Mi regreso a Pucón me llena de recuerdos. Algunos buenos, otros agridulces. Es lo que tiene esto de escribir, que los recuerdos se fijan con tinta de sangre.
No sé por qué algunas personas afirman que la nostalgia es un sentimiento negativo. El pasado importa mucho, te hace sentir vivo.
Este evento ocurrió hace casi un año y siento que le debo un homenaje.
Apareció una mañana en mi cabaña, en Pucón. Cruzó el cerco vegetal que servía de lindero con la casa de al lado y entró sin pedir permiso. Les confieso que pensé en botarla. Recién me estaba instalando y tenía que acostumbrarme a un hábito nuevo como el de poner leña a la estufa todos los días para no congelarme. Pero, sinceramente, fue porque aún no tenía pensado criar mascotas. Sin embargo, su mirada inteligente me impactó.
Recuerdo que la primera noche sus ladridos a los perros callejeros de la zona me despertaron. Cuando abrí la ventana de mi cuarto para callarla, se volvió a mí sin dejar de ladrar, como diciendo, "estoy haciendo mi chamba, hermano".
Y así se fue quedando. Paula le puso Chiquiturris. El nombre no me gustó pero cambie de opinión al ver como la lamía cuando la llamaba de esa manera.

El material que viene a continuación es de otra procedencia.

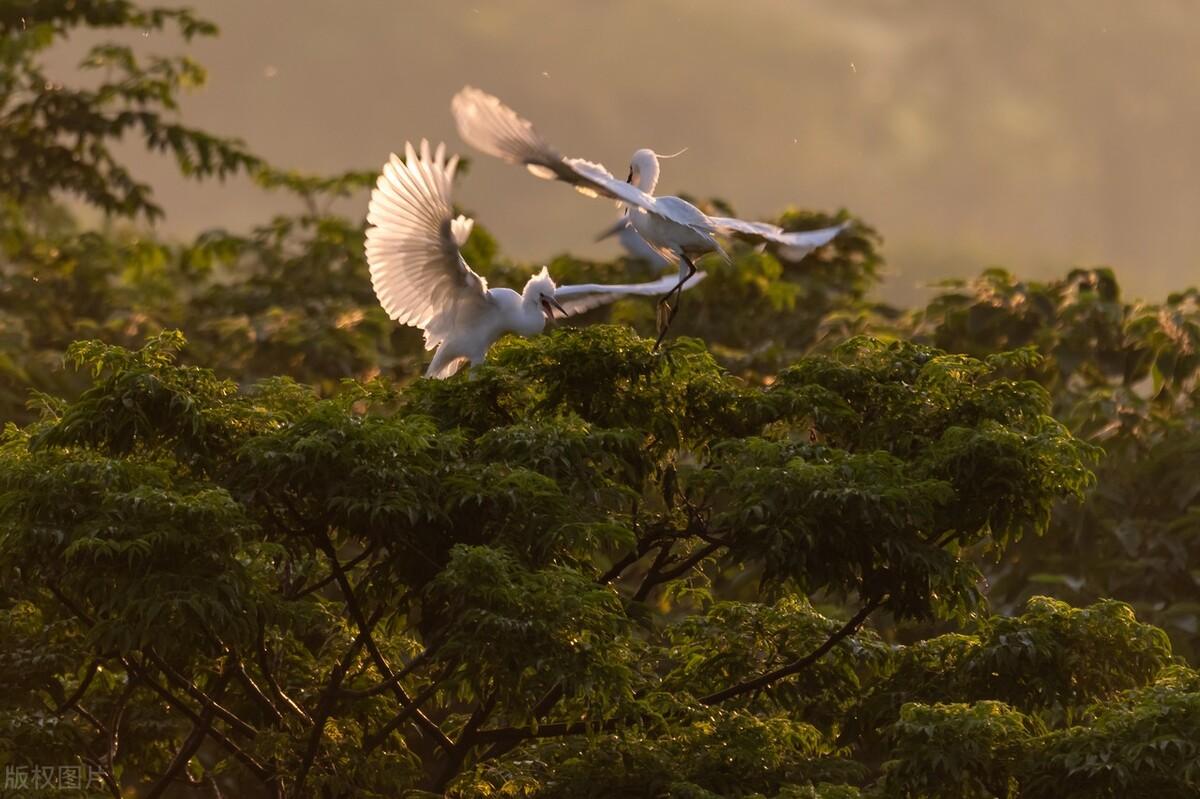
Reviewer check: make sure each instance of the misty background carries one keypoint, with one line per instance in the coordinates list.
(1032, 136)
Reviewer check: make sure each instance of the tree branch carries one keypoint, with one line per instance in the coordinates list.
(325, 704)
(190, 745)
(423, 721)
(256, 768)
(264, 662)
(798, 665)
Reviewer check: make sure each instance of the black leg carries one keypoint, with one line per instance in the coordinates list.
(678, 292)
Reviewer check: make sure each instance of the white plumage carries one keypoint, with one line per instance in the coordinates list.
(421, 280)
(671, 226)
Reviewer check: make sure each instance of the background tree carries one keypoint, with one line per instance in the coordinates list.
(802, 560)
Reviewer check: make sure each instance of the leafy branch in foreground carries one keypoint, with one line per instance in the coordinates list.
(389, 588)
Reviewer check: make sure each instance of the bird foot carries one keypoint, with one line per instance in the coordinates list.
(664, 317)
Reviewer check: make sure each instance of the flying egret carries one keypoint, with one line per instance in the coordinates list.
(672, 226)
(421, 280)
(635, 245)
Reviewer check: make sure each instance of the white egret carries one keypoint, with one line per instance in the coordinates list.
(421, 280)
(672, 226)
(635, 245)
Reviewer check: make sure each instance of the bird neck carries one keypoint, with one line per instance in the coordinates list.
(648, 175)
(645, 166)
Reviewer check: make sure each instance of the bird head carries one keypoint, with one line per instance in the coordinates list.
(643, 170)
(540, 289)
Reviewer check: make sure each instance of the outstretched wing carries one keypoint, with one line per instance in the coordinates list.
(585, 296)
(412, 245)
(489, 125)
(796, 244)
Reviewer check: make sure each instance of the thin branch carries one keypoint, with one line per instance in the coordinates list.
(649, 582)
(263, 774)
(79, 691)
(466, 743)
(423, 721)
(235, 724)
(413, 665)
(190, 745)
(329, 578)
(264, 662)
(325, 703)
(796, 666)
(394, 724)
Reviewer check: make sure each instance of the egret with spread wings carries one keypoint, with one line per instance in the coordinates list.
(672, 226)
(421, 280)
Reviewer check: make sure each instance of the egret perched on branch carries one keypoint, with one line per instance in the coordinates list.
(421, 278)
(635, 245)
(672, 226)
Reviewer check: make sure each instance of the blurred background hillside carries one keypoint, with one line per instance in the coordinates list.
(1032, 136)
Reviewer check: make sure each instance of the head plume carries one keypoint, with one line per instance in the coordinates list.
(540, 284)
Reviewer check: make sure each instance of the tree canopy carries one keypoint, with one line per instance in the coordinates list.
(816, 546)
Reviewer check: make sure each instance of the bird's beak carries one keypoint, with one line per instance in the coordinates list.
(611, 230)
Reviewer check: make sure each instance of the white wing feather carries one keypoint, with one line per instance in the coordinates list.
(412, 245)
(585, 296)
(805, 240)
(490, 126)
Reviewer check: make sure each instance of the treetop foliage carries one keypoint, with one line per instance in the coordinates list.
(816, 546)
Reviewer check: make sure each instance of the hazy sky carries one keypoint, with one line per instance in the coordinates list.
(1031, 134)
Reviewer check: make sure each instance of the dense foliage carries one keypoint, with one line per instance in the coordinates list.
(822, 548)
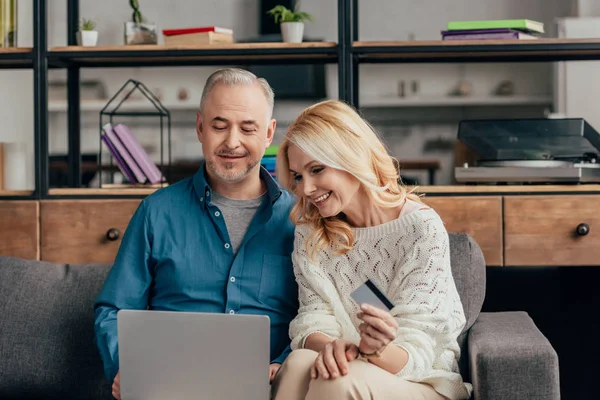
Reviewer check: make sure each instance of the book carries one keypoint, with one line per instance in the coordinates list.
(202, 29)
(138, 153)
(122, 151)
(198, 38)
(120, 162)
(477, 34)
(519, 24)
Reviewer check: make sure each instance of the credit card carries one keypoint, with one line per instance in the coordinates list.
(368, 293)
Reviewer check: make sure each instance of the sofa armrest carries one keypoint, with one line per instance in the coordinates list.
(510, 358)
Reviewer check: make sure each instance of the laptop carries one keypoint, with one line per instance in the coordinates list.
(188, 355)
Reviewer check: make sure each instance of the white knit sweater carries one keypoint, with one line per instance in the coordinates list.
(409, 260)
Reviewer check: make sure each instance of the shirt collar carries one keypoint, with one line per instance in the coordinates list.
(204, 191)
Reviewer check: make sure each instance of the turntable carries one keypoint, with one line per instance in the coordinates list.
(530, 151)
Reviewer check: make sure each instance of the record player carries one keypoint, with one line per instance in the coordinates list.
(530, 151)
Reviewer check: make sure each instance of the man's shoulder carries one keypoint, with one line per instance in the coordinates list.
(168, 195)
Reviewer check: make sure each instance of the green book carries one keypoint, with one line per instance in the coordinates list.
(521, 24)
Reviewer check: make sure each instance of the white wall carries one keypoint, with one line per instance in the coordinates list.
(406, 130)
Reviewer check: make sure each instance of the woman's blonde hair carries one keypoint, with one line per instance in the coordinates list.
(334, 134)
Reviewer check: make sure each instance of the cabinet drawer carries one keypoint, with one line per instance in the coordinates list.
(544, 230)
(76, 231)
(19, 229)
(479, 216)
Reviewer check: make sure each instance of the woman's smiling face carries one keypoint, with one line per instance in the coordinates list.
(331, 190)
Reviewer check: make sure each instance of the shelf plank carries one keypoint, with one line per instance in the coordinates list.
(508, 189)
(477, 50)
(453, 101)
(160, 55)
(15, 193)
(128, 191)
(16, 57)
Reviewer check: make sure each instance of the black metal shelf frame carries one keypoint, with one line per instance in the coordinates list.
(347, 56)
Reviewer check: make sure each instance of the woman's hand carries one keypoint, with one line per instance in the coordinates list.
(332, 361)
(378, 329)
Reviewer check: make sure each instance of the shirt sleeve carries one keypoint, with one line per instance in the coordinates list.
(126, 287)
(427, 305)
(315, 314)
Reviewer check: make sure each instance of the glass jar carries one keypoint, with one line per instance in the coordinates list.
(8, 23)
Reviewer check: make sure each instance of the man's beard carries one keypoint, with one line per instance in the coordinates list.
(229, 174)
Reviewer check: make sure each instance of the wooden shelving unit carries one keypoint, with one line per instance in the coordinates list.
(540, 50)
(160, 55)
(19, 57)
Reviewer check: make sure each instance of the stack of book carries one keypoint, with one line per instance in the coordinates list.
(131, 158)
(198, 36)
(493, 29)
(268, 160)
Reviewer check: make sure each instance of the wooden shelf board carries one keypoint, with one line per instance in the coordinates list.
(477, 50)
(488, 42)
(474, 189)
(102, 192)
(231, 46)
(453, 101)
(15, 50)
(190, 54)
(16, 193)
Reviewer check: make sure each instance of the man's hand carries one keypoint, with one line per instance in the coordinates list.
(273, 368)
(117, 386)
(332, 361)
(378, 329)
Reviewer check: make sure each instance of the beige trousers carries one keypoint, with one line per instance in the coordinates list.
(363, 381)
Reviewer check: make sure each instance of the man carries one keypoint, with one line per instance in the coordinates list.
(220, 241)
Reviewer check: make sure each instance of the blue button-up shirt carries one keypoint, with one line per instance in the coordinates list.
(176, 256)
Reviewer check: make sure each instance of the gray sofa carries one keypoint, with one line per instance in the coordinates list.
(47, 349)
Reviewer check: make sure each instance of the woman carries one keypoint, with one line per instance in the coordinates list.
(355, 221)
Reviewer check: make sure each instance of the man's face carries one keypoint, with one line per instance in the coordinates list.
(235, 128)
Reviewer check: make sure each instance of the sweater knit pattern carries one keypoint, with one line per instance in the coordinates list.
(409, 260)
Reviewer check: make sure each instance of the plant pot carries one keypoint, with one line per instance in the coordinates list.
(144, 33)
(87, 38)
(292, 32)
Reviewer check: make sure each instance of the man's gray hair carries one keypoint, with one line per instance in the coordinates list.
(237, 76)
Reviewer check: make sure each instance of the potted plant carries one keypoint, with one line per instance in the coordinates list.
(87, 35)
(291, 22)
(137, 31)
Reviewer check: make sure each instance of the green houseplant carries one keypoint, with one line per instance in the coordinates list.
(87, 34)
(291, 22)
(138, 31)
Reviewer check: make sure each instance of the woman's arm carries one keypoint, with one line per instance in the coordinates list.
(315, 314)
(427, 309)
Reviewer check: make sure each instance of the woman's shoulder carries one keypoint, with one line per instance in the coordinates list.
(419, 214)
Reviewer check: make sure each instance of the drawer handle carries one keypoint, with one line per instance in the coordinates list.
(582, 229)
(113, 234)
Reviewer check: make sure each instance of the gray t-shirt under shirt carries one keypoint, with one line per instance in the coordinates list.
(237, 214)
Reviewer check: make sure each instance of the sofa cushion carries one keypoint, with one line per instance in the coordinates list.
(468, 271)
(47, 345)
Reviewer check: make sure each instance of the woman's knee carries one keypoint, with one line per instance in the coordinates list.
(344, 387)
(300, 360)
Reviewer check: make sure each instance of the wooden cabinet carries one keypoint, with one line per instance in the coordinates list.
(511, 229)
(19, 229)
(479, 216)
(552, 230)
(83, 231)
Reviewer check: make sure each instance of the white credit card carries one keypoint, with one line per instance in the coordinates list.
(368, 293)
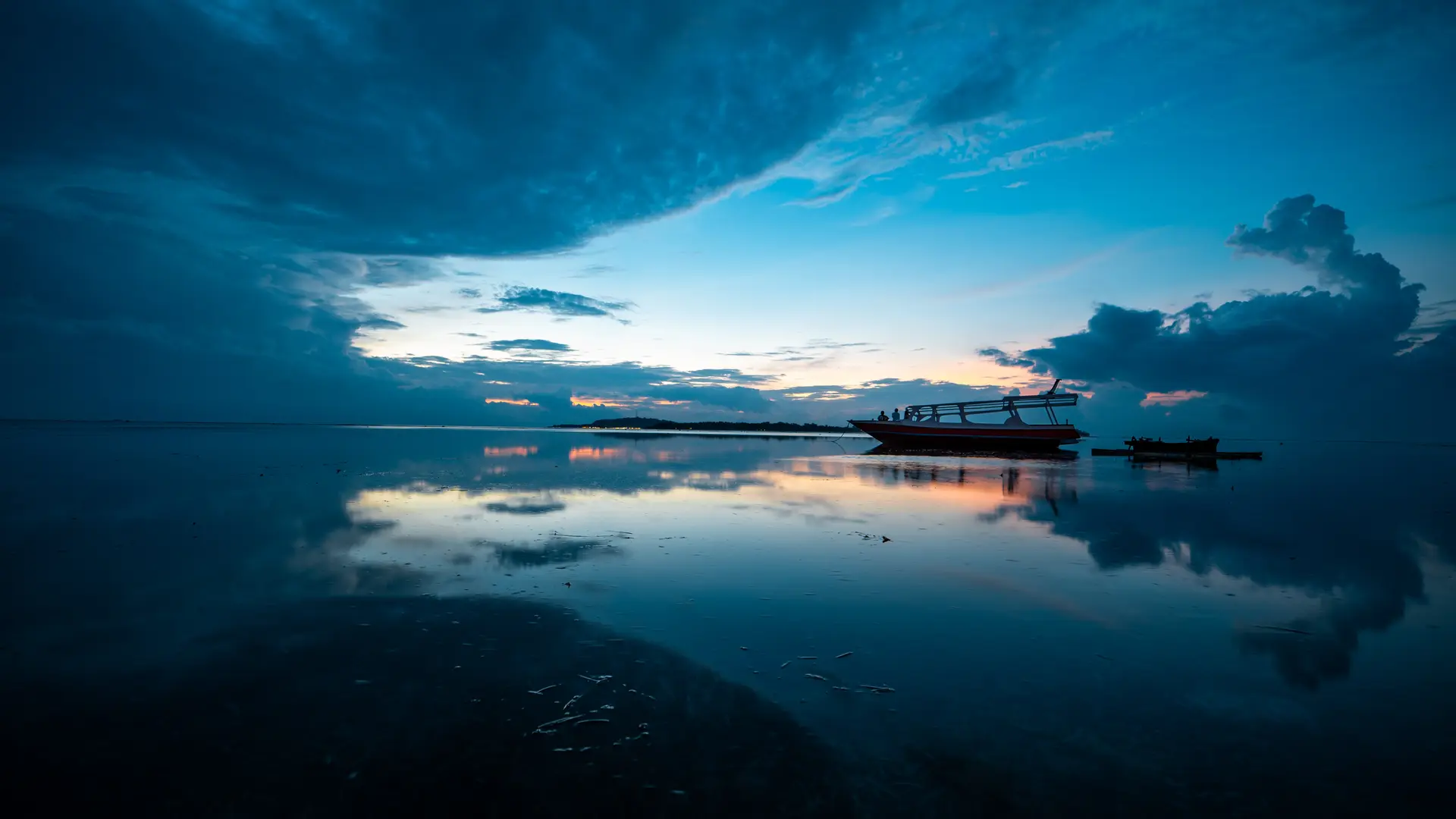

A las tres semanas sentí un quejido de cachorro por la noche y pasó lo que me temía: al salir a la terraza la miré y vi a su cachorrito negro. Lo había traído sabe Dios, de donde. Parecía una mancha negra, pegado a su pierna. Le puse patita, porque tiene una pata blanca, como si la hubiese metido en un plato de leche, y porque en Perú, los patas son los patas, pues.
Y así, se fueron quedando.
Sin darnos cuenta completaron tres meses con nosotros.
Hoy, estos guardianes de nuestros sueños, carentes de sangre azul perruna, ya no duermen en nuestra casa, sino que descansan en el paraíso.
Solo sé que les debo un homenaje para sellar nuestro pacto. Para siempre.